We saw this happening in New York. We’ve seen it happening in Florida. We’ve seen it happen in Texas. We saw it happen in Washington. So while we have a much better idea now of how to take care of people, there is still a finite number of resources to go around. We have a finite number of drugs we have, a finite number of personnel. So our concern is that if this infection rate continues to escalate, that we will not be able to provide the same level of care, simply because our resources get stretched too thin. We do not have enough drugs, we do not have enough other supplies, to take care of these people, and more people will die and our death rate will go up. Which will be tragic.
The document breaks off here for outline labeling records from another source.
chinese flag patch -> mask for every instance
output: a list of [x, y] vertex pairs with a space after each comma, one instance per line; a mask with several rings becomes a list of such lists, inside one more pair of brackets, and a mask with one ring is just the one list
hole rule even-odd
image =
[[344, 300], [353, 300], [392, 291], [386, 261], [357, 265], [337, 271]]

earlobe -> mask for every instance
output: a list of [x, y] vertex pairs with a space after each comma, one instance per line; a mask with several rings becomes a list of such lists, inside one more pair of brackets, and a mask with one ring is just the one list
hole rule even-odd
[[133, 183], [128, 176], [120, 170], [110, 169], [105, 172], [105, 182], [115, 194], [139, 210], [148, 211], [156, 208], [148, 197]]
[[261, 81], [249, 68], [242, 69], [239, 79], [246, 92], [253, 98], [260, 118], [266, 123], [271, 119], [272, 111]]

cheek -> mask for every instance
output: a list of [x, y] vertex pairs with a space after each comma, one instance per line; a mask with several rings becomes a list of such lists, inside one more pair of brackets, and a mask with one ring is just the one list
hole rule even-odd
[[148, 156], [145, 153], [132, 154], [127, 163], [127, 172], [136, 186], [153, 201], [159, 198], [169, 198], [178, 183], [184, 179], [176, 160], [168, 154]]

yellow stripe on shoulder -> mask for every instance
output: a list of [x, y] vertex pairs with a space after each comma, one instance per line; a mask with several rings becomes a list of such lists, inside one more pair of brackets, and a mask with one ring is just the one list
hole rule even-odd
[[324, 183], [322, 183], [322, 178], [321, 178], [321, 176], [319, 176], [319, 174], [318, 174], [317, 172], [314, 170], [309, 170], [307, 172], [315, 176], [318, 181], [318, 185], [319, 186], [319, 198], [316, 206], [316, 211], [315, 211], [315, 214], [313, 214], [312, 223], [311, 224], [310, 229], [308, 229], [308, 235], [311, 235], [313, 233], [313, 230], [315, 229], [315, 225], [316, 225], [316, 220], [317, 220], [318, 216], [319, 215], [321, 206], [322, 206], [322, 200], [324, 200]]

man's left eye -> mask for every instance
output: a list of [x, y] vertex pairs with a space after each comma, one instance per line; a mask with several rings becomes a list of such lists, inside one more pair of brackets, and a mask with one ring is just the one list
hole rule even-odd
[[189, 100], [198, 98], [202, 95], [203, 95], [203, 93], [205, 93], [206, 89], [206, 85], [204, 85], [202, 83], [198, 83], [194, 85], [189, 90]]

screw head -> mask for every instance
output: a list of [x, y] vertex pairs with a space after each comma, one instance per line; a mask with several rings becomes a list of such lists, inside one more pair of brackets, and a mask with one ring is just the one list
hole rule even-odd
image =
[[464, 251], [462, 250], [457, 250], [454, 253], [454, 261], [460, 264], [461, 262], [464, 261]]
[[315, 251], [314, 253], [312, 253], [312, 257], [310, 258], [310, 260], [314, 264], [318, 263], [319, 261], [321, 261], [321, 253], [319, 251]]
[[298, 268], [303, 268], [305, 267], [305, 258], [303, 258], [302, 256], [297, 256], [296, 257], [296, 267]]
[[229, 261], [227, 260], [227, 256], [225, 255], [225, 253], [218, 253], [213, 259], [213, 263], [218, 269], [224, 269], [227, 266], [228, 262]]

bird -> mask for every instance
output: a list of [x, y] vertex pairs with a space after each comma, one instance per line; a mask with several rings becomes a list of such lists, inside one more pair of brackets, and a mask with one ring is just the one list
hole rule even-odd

It is a pivotal moment in this pandemic. It is a pivotal moment in Hawaiʻi’s history of what is going on right now. Unless we as a state – and especially on Oʻahu because we’re doing much better on the neighbor islands, but on Oʻahu we really are at a critical point – and if we do not get this under control, we will have a lot more deaths and it will be people we know. It will be our families, it will be our neighbors, it will be our co-workers who are dying because we are not able to manage this disease. Which will be a real tragedy.